- Valley Township, Minnesota Location within the state of Minnesota Valley Township, Minnesota Valley Township, Minnesota (the United States)
- Coordinates: 48°19′25″N 95°40′8″W﻿ / ﻿48.32361°N 95.66889°W
- Country: United States
- State: Minnesota
- County: Marshall

Area
- • Total: 33.9 sq mi (87.9 km^{2})
- • Land: 33.9 sq mi (87.9 km^{2})
- • Water: 0 sq mi (0.0 km^{2})
- Elevation: 1,171 ft (357 m)

Population (2000)
- • Total: 164
- • Density: 4.9/sq mi (1.9/km^{2})
- Time zone: UTC-6 (Central (CST))
- • Summer (DST): UTC-5 (CDT)
- FIPS code: 27-66514
- GNIS feature ID: 0665850

= Valley Township, Marshall County, Minnesota =

Valley Township is a township in Marshall County, Minnesota, United States. The population was 164 at the 2000 census.

Valley Township was organized in 1900, and named for the valley of the Mud River.

==Geography==
According to the United States Census Bureau, the township has a total area of 33.9 square miles (87.9 km^{2}), all land.

==Demographics==
As of the census of 2000, there were 164 people, 64 households, and 51 families residing in the township. The population density was 4.8 people per square mile (1.9/km^{2}). There were 68 housing units at an average density of 2.0/sq mi (0.8/km^{2}). The racial makeup of the township was 97.56% White and 2.44% Asian.

There were 64 households, out of which 29.7% had children under the age of 18 living with them, 68.8% were married couples living together, 3.1% had a female householder with no husband present, and 20.3% were non-families. 18.8% of all households were made up of individuals, and 12.5% had someone living alone who was 65 years of age or older. The average household size was 2.56 and the average family size was 2.88.

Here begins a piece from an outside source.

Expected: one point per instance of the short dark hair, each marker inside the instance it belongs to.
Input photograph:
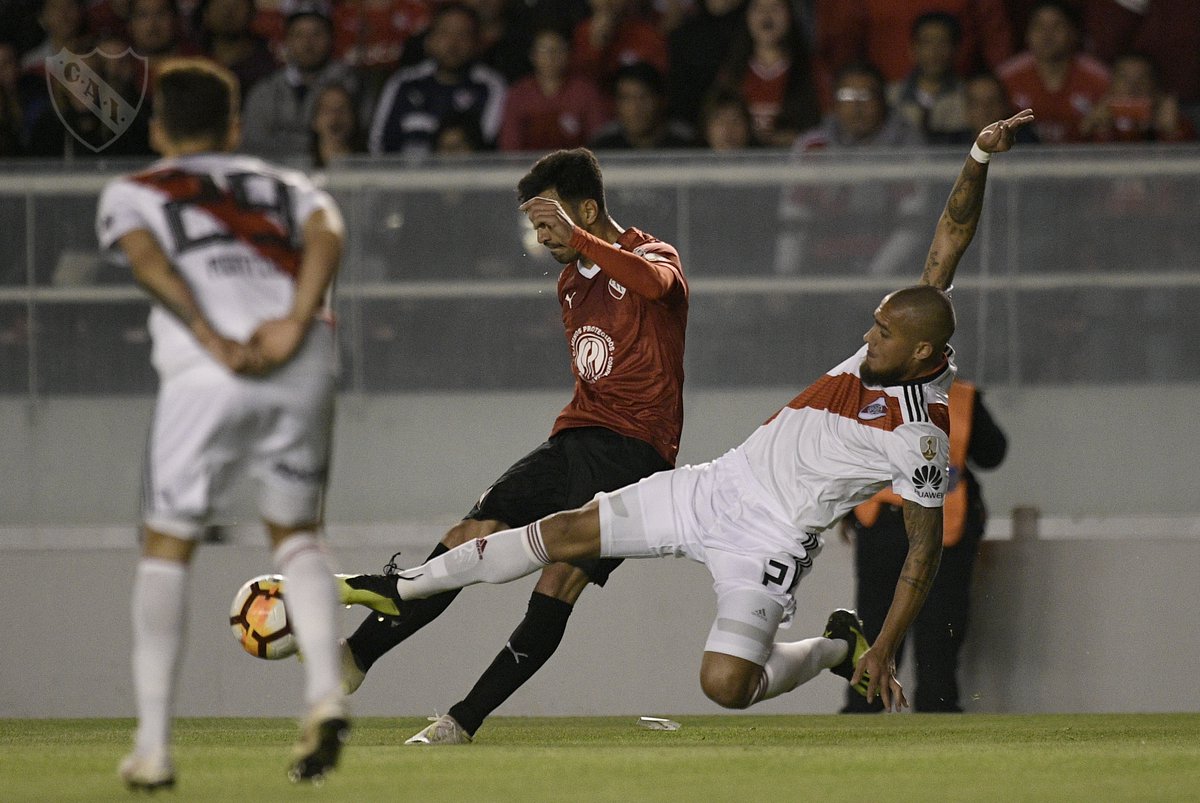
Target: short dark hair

In the township the population was spread out, with 26.2% under the age of 18, 4.9% from 18 to 24, 21.3% from 25 to 44, 25.0% from 45 to 64, and 22.6% who were 65 years of age or older. The median age was 44 years. For every 100 females, there were 95.2 males. For every 100 females age 18 and over, there were 98.4 males.

The median income for a household in the township was $33,125, and the median income for a family was $30,625. Males had a median income of $26,667 versus $21,389 for females. The per capita income for the township was $14,634. About 4.1% of families and 4.0% of the population were below the poverty line, including none of those under the age of eighteen and 17.6% of those 65 or over.